Bastiat Capital

speaking out

Thursday, November 15, 2007

October 2007 Commentary for the MIRZAM CAPITAL APPRECIATION FUND

Corporate Democracy: Regulators Lose the Plot

There is a raging debate on whether corporations should be democracies or not, that is, should we applaud shareholder activism or is corporate oversight best left to a board of directors? American corporate law severely limits shareholders' rights. By comparison, shareholders live in an activist paradise in the United Kingdom. Lynn Stout, law professor at UCLA, recently pointed out in a Wall Street Journal commentary (September 27, 2007), that 13 of the world's largest corporations are in America. Japan, with a notoriously unfriendly legal environment for activists is runner-up with six of the largest firms. "Yet the U.K. is headquarters to just one and a half of the world's 30 largest companies, BP and Royal Dutch Shell. Even the tiny Netherlands has nurtured more great corporations (2.5 to U.K.'s 1.5). If shareholder democracy were good for corporations and investors, the UK would be a corporate powerhouse... Shareholder democracy is a shallow idea based on a fundamental misunderstanding of what makes good companies tick...," writes Ms. Stout, to illustrate the detrimental effects of allowing shareholders too much leeway in the boardroom. One could argue that size is not everything, but that does not negate her argument.

Alex J. Pollock, a clear thinker and Resident Fellow at the American Enterprise Institute, in a letter to the editor points out that people who demand a say because they are "shareholders" are usually not shareholders but hired hands pushing the agendas of their masters, "bearing their own load of self-interest agendas and agency conflicts."

We understand why some shareholders relish the idea of taking on a board of directors, especially when they seek to increase their chances of a favorable investment outcome by, for example, pushing the company towards a certain capital allocation decision in lieu of another course of action, which they see as detrimental to the welfare of shareholders. These shareholders are normally large institutional funds, hedge funds, or agents of special interest groups, such as employees, retirees, environmentalists, etc.

We placed emphasis above on "large" because management's rebuttal could always be that if you don't like what we do, sell your stock. In theory, disenchanted shareholders could just as easily dispose of their holdings and find investment opportunities in companies where the board and management acted in ways that better conform to their world view. There is a problem with this seemingly simple solution. An institution with a sizeable ownership interest in a company would find it difficult to dump the stock on the market without causing alarm and hence driving the stock price down. This is where Mirzam Capital Appreciation Fund comes into the picture. We would love to have the kind of problem described above, but our current size rules us out of any material ownership interests in even the smallest of small cap companies - although we generally cautious of small caps because of the inherent volatility in their stock prices. In addition, they are often just past the start-up phase and their business models have not withstood the test of time.

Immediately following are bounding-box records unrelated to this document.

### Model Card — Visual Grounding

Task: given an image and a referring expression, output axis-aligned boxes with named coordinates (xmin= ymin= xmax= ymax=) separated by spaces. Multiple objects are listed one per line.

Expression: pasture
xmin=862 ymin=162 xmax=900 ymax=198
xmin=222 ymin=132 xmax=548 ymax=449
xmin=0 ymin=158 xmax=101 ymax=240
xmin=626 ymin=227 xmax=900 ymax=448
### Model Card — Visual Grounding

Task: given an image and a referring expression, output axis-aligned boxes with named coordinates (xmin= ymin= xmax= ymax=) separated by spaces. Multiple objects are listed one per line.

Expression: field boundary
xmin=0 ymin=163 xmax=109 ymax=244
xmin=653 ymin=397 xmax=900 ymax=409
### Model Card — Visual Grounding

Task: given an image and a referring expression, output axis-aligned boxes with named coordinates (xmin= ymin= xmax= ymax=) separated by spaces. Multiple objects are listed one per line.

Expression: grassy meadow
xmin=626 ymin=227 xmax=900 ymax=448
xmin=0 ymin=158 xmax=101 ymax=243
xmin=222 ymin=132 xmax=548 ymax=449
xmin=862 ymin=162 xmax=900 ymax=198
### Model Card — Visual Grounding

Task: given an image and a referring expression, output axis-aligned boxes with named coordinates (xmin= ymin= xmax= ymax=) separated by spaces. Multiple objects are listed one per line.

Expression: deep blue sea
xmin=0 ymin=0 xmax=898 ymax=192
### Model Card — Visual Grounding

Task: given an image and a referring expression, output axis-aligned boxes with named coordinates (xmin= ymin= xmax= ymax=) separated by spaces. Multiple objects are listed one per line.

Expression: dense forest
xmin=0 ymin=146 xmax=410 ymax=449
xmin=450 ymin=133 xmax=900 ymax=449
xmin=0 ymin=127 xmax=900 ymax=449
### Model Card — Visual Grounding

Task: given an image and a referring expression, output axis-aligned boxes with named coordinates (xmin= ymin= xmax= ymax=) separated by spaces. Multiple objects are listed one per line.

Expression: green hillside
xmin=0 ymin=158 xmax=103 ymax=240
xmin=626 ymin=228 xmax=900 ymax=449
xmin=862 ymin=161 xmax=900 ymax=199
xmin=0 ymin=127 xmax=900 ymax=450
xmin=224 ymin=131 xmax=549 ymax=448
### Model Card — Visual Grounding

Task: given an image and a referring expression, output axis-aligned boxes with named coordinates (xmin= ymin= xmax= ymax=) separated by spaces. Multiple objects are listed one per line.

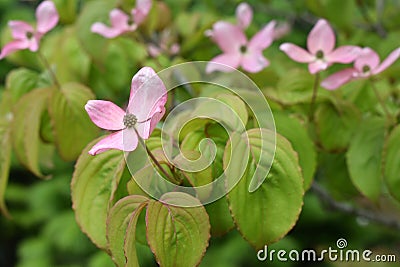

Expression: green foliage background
xmin=0 ymin=0 xmax=400 ymax=267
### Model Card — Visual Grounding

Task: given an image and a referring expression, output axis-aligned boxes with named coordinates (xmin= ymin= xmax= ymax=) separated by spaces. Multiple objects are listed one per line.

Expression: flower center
xmin=315 ymin=50 xmax=324 ymax=59
xmin=26 ymin=32 xmax=33 ymax=39
xmin=363 ymin=65 xmax=371 ymax=73
xmin=123 ymin=113 xmax=137 ymax=128
xmin=128 ymin=18 xmax=135 ymax=26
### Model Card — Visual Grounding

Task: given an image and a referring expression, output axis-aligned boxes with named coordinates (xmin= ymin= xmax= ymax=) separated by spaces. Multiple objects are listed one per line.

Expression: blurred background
xmin=0 ymin=0 xmax=400 ymax=267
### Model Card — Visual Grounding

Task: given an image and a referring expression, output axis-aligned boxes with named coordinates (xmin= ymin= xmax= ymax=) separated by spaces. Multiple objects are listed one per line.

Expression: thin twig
xmin=370 ymin=80 xmax=393 ymax=122
xmin=311 ymin=181 xmax=400 ymax=230
xmin=135 ymin=129 xmax=175 ymax=181
xmin=308 ymin=72 xmax=319 ymax=122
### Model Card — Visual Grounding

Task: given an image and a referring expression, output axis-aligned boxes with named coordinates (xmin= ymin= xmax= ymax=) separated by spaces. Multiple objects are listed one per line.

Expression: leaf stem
xmin=37 ymin=50 xmax=61 ymax=90
xmin=135 ymin=129 xmax=175 ymax=181
xmin=308 ymin=72 xmax=319 ymax=122
xmin=370 ymin=79 xmax=392 ymax=121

Here's our perspective. The SEC requires that we keep a detailed record of all proxies we receive from companies in our portfolio. In addition, we are burdened by the requirement to carefully consider all the matters and resolutions that seek a shareholder vote. We need to tabulate details such as company name, ticker, security ID/CUSIP, a description of all matters or proposals, comparing management's proposals vs. shareholder proposals, and ultimately how we voted. The voting process in itself is a time-consuming exercise. The SEC deems all this bother and administrative burden a necessary consequence of what we consider a dubious campaign to democratize corporations. Regrettably, SEC requirements make no allowance for the size of a fund's ownership interest in a corporation. At this stage of our existence as a fund our proxy votes would not have the slightest impact on any shareholder resolution, yet we still have to allocate resources to this futile effort. The SEC wants us to believe that this is in the best interest of our fund and its shareholders. Our shareholders know better. Far from being helpful, these regulations hurt our shareholders. (Does this remind you of that saying, "I'm the government and I'm here to help you." - thanks, but no thanks) They would far rather have us spend our time and resources on finding and researching the best companies to invest in and be done with what Charles Dickens would have called "mountains of costly nonsense," to quote a Chancery judge in his novel Bleak House.